Early explorations in portraiture include a painting depicting Otero as a small child with his grandmother. The figures tenderly hold on to one another whilst merging and colliding with a wave, serving as an emotional anchor for the exhibition. The sea is a subject the artist frequently returns to, embodying both beauty and terror, its unpredictability and vastness reflecting the instability of memory itself. Photograph- sized family portraits appear collaged within the works, hovering at the edge of recognition, pointing to the tie we have with photographs as tangible objects and powerful emotional bridges to our past.

The outdoor work, ‘Dreams and Salt’ (2026), was first shown in Puerto Rico as part of La Gran Bienal Tropical in 2025, highlighting a feeling of distance and longing to return to the island. A new film conceived in Puerto Rico brings elements investigated within the paintings into moving image for the first time. The non-linear narrative includes footage shot within Otero’s late grandmother’s home, sealed since her passing and preserved as a container of the family’s shared history. An unmediated record of life that simultaneously speaks to the stories we hold close and how we understand ourselves in relation to a person and the resonance of a space.

Angel Otero was born in 1981 in Santurce, Puerto Rico, where he resided until moving in 2004 to obtain his BFA from the School of the Art Institute of Chicago. In 2009, Otero was included in the exhibition ‘Constellations’ at the Museum of Contemporary Art, Chicago, shortly after receiving his MFA. He currently splits his time between New York and Puerto Rico. Otero was the subject of major solo exhibitions in 2016 at the Contemporary Arts Museum Houston, and in 2017 at The Bronx Museum of the Arts, NY.

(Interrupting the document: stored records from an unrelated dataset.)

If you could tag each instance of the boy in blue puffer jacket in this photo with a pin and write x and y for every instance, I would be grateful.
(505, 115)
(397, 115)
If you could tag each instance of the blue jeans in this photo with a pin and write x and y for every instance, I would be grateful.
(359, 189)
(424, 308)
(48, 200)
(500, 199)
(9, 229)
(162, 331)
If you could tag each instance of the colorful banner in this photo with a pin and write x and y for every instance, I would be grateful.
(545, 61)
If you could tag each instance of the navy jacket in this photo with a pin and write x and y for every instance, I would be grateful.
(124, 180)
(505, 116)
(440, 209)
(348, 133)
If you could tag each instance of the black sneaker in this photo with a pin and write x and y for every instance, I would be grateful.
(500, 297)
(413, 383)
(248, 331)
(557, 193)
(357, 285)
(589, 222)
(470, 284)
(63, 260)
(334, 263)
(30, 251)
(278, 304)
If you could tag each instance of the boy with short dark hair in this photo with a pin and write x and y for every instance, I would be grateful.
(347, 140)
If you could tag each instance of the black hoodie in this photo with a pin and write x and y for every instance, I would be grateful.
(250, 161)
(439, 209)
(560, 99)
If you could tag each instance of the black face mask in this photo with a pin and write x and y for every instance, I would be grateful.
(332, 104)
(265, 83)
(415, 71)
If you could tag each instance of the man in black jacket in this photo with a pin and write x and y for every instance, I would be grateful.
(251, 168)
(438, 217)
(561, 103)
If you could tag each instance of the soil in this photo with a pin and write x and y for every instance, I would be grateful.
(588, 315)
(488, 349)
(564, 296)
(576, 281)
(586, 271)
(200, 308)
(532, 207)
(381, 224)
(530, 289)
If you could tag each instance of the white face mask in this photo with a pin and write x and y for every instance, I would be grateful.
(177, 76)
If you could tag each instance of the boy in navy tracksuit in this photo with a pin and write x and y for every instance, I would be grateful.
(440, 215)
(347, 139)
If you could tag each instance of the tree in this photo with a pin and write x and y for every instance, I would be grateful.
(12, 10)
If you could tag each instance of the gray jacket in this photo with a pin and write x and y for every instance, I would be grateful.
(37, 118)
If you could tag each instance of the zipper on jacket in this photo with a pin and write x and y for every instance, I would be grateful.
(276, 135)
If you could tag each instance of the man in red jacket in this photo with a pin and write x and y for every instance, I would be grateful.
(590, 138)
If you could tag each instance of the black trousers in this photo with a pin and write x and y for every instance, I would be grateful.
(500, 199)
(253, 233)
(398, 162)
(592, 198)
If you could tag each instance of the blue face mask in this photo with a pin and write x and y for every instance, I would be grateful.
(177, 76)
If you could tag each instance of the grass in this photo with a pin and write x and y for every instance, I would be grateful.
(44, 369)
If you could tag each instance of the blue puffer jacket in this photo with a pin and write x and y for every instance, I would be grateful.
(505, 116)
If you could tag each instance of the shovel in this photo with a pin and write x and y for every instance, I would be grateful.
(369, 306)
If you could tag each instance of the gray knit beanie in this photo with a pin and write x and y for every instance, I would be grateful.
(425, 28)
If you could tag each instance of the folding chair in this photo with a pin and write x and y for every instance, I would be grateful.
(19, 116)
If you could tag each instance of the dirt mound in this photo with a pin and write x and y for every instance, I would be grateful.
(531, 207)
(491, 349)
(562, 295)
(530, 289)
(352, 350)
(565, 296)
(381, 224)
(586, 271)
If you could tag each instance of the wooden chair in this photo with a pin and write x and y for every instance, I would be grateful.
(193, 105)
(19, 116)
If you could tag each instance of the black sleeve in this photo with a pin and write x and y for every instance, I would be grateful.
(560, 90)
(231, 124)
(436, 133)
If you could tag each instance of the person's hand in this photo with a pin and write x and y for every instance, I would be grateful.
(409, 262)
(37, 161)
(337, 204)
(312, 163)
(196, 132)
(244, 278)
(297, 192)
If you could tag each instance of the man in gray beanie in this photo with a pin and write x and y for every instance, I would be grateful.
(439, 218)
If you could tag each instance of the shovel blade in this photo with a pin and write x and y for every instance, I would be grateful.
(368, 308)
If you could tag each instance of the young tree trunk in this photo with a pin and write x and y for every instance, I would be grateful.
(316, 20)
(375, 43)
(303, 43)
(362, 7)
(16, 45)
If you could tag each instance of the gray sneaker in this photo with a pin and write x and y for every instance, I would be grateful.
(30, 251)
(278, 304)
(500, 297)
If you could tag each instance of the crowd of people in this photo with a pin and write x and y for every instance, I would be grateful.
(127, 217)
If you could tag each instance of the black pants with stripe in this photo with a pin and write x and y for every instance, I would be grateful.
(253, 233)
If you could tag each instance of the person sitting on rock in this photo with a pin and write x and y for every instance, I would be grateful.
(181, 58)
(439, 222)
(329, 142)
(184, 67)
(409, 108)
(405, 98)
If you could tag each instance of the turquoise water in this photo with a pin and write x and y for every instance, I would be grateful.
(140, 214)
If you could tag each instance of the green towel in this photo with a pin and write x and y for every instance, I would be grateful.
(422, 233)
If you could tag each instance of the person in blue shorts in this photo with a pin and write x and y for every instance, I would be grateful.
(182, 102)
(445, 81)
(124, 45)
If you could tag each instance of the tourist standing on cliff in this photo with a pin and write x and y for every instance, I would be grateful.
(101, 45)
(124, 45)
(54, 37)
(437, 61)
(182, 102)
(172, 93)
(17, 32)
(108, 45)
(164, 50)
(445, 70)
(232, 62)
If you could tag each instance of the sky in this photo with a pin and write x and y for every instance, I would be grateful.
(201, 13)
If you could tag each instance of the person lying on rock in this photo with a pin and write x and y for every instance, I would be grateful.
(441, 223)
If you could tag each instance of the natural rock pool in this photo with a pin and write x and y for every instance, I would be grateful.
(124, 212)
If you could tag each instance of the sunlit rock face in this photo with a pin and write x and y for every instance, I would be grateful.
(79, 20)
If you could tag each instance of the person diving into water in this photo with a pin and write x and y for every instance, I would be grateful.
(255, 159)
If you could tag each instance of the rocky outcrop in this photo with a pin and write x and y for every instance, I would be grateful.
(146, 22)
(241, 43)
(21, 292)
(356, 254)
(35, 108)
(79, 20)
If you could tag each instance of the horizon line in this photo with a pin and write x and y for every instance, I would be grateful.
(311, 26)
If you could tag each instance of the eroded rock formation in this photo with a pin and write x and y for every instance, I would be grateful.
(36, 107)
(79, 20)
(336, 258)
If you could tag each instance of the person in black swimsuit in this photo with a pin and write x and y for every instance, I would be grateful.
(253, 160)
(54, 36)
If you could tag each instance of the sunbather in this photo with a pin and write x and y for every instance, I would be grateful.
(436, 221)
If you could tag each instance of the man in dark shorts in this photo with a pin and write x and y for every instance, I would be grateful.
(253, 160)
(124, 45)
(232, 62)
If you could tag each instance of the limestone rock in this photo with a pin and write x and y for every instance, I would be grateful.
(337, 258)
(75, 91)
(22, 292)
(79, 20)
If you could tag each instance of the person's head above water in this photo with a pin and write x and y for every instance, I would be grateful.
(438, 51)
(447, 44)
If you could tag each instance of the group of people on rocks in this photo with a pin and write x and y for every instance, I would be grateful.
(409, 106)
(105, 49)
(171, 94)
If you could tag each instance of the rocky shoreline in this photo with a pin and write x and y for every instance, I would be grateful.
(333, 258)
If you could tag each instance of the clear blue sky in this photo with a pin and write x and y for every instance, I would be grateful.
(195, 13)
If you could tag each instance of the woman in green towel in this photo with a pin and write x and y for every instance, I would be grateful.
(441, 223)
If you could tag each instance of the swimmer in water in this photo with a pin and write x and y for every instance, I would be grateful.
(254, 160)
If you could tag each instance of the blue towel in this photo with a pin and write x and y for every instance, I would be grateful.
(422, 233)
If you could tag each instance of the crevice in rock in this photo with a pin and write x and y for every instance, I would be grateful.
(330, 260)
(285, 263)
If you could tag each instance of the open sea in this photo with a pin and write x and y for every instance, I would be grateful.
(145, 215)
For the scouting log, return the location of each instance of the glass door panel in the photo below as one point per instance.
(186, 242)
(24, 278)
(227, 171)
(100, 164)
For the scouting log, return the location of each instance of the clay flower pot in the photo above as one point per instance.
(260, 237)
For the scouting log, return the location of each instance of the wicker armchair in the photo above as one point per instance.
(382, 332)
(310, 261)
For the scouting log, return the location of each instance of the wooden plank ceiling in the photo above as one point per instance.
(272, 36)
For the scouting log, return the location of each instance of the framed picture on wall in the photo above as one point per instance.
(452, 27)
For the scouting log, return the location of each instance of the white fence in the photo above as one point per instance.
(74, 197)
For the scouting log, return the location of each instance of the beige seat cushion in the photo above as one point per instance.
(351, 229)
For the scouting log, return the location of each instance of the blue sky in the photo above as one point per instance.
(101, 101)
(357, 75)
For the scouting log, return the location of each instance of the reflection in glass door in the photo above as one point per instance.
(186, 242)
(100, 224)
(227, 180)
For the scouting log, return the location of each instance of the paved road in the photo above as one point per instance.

Otero’s process remains one of construction and deconstruction: building up surfaces of oil paint on glass, allowing them to partially dry, then carefully peeling the fragile ‘skins’ that he repositions onto canvas. This method embraces unpredictability, welcoming chance into the final composition and allowing for continual shifts and transformations. Each work becomes a palimpsest of gesture, colour, and duration, carrying its own history on its surface where traces of previous marks bleed through. In this way, Otero brings process and intention into alignment: through the careful layering and interweaving of fragments from disparate sources, he evokes the way memory, imprecise and often distorted, is continually reconstructed and collapsing into our present.

Otero’s work is in numerous public and private collections including The Bronx Museum of the Arts, Bronx NY; Istanbul Modern, Istanbul, Turkey; Kemper Museum of Contemporary Art, Kansas City MO; Long Museum, Shanghai, China; Moderna Museet, Stockholm, Sweden; Museo de Arte Contemporáneo de Puerto Rico; Museum of Contemporary Art, Chicago IL; North Carolina Museum of Art, Raleigh NC; Solomon R. Guggenheim Museum, New York NY; Speed Art Museum, Louisville KY; Virginia Museum of Fine Arts, Richmond VA; and the Whitney Museum of American Art, New York NY.